Special Faculty Forum at LIU Presents Solutions to Contemporary Issues
Updated: Dec 13, 2019
By: Catreen Abouelsaad, Staff Writer
On Wednesday, November 13, Dr. Ryan Buck, Dean of the Conolly College of Liberal Arts and Sciences, held a special faculty forum featuring:
Dr. Alexander More, Director of LIU Honors College, and Educational Programming and Communications Director at Blue Ocean Watch
Dr. Yafeng Xia, Professor of History and author of “Negotiating with the Enemy: U.S.-China Talks during the Cold War”
Dr. Jennifer Rauch, Chair of the Journalism and Communication Studies Department and author of “Slow Media”
There were many different ideas brought to the discussion during the faculty forum, with the overarching goal of understanding our past, evaluating our present and then setting goals for the future.
Dr. Alexander More’s talk focused on why climate change is not publicized in an accurate scope.
He pointed out climate change is not contemporary nor does it generate as many views as celebrity news. He noted, “When pictures of cats are searched more than climate change, it demonstrates where American priorities lie.”
Dr. More believes this is partially the fault of scientists like himself, who do not communicate the research they conduct because of the demand and time commitments dedicated towards getting accurate research done in the first place.
Dr. More points out a solution to ensure climate change does not become sensationalistic news, and that is to equip scientists with the necessary tools to communicate their research to the public rather than allowing fake news sites like Natural News or other political outlets to paint a cloudy picture of the real, harmful effects of climate change.
Dr. Jennifer Rauch presented on the concept of slow media, and focused on shedding a positive light on journalism rather than just looking at journalism in a skeptical manner.
Dr. Rauch introduced the seven layers of slow media with an emphasis on criticizing news, investigating, being more selective in topics and choosing a narrative to relay the news.
There were also many reasons discussed on why fast news is a big problem in today’s society.
One reason why is because it is free, which comes at a cost. Dr. Rauch notes, “There is less time dedicated to proofreading and fact-checking the news.” She also adds the ubiquity of low-quality news consequently causes more competition with higher quality legacy news which embody slow media. Despite the negative connotation usually associated with the term “slow,” slow media means to be more deliberate and intentional when it comes to looking at news.
However, slow media does not sell because it is at a cost and one has to be willing to sacrifice a few dollars from his or her pocket to ensure the news is accurate and authentic. Dr. Rauch ended her talk with a metaphor: we should not consume news like we consume lettuce; news should be not taken at face value but should take time to interpret, investigate and value.

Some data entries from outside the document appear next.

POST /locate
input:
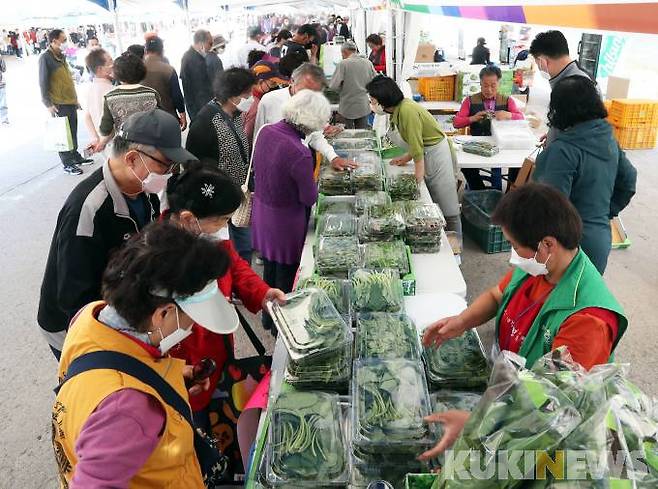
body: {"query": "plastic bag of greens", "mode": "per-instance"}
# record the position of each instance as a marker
(306, 443)
(519, 411)
(377, 290)
(380, 223)
(336, 225)
(336, 256)
(383, 254)
(388, 336)
(401, 182)
(334, 182)
(366, 198)
(459, 362)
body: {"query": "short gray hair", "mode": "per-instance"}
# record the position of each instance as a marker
(308, 110)
(311, 70)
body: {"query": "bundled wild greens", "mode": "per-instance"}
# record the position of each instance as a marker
(387, 336)
(386, 254)
(377, 290)
(336, 256)
(306, 442)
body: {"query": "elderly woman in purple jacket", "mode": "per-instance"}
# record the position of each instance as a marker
(285, 188)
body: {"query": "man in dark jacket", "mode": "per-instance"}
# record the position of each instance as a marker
(103, 212)
(197, 86)
(480, 55)
(59, 96)
(162, 78)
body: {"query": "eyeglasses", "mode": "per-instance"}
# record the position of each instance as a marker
(169, 166)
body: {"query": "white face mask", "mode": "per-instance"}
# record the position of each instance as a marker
(168, 342)
(377, 109)
(153, 183)
(245, 104)
(529, 265)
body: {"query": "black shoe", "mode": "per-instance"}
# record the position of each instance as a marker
(73, 170)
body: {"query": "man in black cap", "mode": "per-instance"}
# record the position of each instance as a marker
(103, 212)
(481, 53)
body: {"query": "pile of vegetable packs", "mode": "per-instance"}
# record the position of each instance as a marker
(366, 198)
(318, 340)
(336, 256)
(457, 363)
(385, 254)
(380, 223)
(377, 290)
(306, 442)
(401, 182)
(424, 223)
(386, 336)
(557, 405)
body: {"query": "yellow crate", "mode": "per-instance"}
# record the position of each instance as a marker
(437, 88)
(629, 113)
(636, 137)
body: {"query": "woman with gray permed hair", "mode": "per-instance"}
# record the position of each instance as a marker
(285, 187)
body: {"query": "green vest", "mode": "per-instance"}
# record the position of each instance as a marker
(581, 287)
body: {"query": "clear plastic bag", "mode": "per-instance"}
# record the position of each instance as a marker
(386, 336)
(377, 290)
(335, 257)
(386, 254)
(306, 442)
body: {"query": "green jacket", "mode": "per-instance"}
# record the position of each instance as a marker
(586, 164)
(55, 80)
(581, 287)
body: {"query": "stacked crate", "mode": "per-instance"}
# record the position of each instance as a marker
(635, 122)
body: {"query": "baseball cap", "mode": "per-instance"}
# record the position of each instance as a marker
(210, 309)
(265, 70)
(157, 128)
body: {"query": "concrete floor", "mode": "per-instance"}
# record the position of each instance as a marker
(32, 190)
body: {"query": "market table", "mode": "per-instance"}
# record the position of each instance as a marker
(506, 158)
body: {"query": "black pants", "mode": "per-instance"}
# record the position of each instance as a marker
(278, 276)
(70, 112)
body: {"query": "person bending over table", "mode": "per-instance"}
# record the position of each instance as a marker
(414, 129)
(553, 297)
(478, 110)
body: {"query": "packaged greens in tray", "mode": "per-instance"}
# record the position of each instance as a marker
(366, 198)
(424, 223)
(334, 182)
(354, 143)
(335, 204)
(389, 401)
(309, 324)
(401, 182)
(336, 225)
(459, 362)
(380, 223)
(368, 175)
(386, 336)
(336, 256)
(385, 254)
(377, 290)
(338, 291)
(306, 441)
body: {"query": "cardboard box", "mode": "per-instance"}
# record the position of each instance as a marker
(425, 53)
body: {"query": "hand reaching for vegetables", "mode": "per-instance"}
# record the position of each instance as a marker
(453, 422)
(445, 329)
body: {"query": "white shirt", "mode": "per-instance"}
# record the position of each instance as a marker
(270, 110)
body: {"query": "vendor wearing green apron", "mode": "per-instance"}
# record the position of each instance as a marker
(553, 297)
(419, 133)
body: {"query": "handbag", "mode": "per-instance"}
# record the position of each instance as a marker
(242, 216)
(235, 387)
(212, 462)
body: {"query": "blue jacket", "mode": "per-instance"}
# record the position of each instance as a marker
(586, 163)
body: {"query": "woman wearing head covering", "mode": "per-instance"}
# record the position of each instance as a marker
(109, 428)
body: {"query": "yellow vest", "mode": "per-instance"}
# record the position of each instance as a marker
(173, 463)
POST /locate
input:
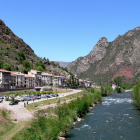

Dr. Yafeng Xia outlined American relations with China before, during and after the Cold War. He specifically brought up how after the Cold War, there was a spread of free markets and democracy as well as merging of a liberal international order, limiting the power of illiberal powers during the Cold War such as Nazism, Fascism, etc.
Dr. Xia also brought up the influence of illiberal powers decades after the Cold War, and discussed how the effects of the 9/11 terrorist attacks allowed for an illiberal power like China to rise on the economic ladder and gain world power at the time.
Dr. Xia also noted that to prevent illiberal powers from coming on top as China did in 2001, there should be peace talks and meetings with liberal world powers to ensure global economic and social stability.
The event was moderated by Seawanhaka’s very-own Allan Nosoff.